Solana showed impressive network strength and stability after withstanding what researchers called the fourth-largest DDoS attack, with a peak of almost 6 Tbps. 

Even though the scale was below the incidents of Google Cloud and Cloudflare, Solana's network was still almost entirely unaffected.

Transaction confirmation times were about 450 milliseconds, and block production wasn’t disturbed at all. While SOL’s price went down amid broader market weakness, the situation proved Solana’s technical strength again. 

However, concerns remain, as validator involvement has dramatically decreased over the last two years, casting doubt on long-term decentralization.

Bitcoin Spot ETFs Record $357 Million in Net Outflows

Bitcoin spot ETFs recorded $357.69 million in net outflows yesterday. None of the twelve approved ETFs saw net inflows.

Fidelity’s FBTC led the withdrawals with over $230 million exiting the fund, followed by Bitwise’s BITB. 

Even with short-term outflows, the total net inflows of the Bitcoin spot ETFs are still over $57 billion, and the total assets under management are around $112 billion, highlighting the difference between short-term investors' fear and their long-term institutional interest.

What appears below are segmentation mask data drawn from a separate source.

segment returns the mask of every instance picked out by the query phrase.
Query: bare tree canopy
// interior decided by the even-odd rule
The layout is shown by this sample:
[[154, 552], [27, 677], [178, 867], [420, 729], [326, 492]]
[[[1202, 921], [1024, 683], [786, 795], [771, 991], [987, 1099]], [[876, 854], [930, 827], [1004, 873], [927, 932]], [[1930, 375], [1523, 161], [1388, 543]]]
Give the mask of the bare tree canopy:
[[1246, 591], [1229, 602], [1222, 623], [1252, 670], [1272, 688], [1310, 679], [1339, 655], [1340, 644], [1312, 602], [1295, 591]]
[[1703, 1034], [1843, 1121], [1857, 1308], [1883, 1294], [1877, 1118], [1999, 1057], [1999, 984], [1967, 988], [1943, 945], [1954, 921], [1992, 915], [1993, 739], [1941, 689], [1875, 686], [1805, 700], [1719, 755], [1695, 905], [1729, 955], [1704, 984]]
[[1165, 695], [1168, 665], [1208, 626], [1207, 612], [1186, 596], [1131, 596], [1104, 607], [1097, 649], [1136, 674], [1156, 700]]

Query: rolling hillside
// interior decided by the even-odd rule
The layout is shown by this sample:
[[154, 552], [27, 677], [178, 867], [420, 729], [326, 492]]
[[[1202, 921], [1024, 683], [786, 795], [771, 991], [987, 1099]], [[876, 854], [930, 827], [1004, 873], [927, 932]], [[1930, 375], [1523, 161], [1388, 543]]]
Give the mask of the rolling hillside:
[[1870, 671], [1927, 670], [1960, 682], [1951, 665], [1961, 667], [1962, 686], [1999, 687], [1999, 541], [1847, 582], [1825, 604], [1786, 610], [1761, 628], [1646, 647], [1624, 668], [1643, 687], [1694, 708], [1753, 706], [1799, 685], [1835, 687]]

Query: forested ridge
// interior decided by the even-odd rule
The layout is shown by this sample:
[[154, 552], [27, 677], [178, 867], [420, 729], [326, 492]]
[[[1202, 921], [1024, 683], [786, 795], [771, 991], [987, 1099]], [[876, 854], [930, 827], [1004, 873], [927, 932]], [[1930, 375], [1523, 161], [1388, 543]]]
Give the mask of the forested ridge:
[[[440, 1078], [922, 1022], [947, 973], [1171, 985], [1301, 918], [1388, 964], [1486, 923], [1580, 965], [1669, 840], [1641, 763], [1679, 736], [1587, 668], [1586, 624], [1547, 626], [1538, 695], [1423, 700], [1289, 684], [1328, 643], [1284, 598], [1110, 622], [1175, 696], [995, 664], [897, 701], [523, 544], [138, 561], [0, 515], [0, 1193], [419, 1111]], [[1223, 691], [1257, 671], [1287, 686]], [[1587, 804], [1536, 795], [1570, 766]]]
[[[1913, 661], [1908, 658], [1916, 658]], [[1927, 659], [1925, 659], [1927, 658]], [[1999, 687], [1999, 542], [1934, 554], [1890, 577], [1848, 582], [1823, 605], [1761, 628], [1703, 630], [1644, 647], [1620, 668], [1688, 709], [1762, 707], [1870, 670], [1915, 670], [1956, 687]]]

The total historical cumulative net inflow is $57.55 billion.

Also Read: Why Bitcoin’s Available Supply is Much Lower Than You Think

Axelar Token Drops After Circle Acquires Developer Team

Following the announcement that Circle had acquired the core developer team and intellectual property of Interop Labs, the team behind Axelar Network, the AXL token dropped by 13%.

The transaction does not include the Axelar Network or the AXL token; thus, token holders will not receive any direct benefit.

Market participants reacted swiftly, selling AXL when it became evident that the merger did not include revenue sharing, buy pressure, or voting rights.

This shift highlights an emerging practice in which firms progressively acquire personnel and tech rather than coins, challenging the idea that a protocol's success will always lead to an increase in token price.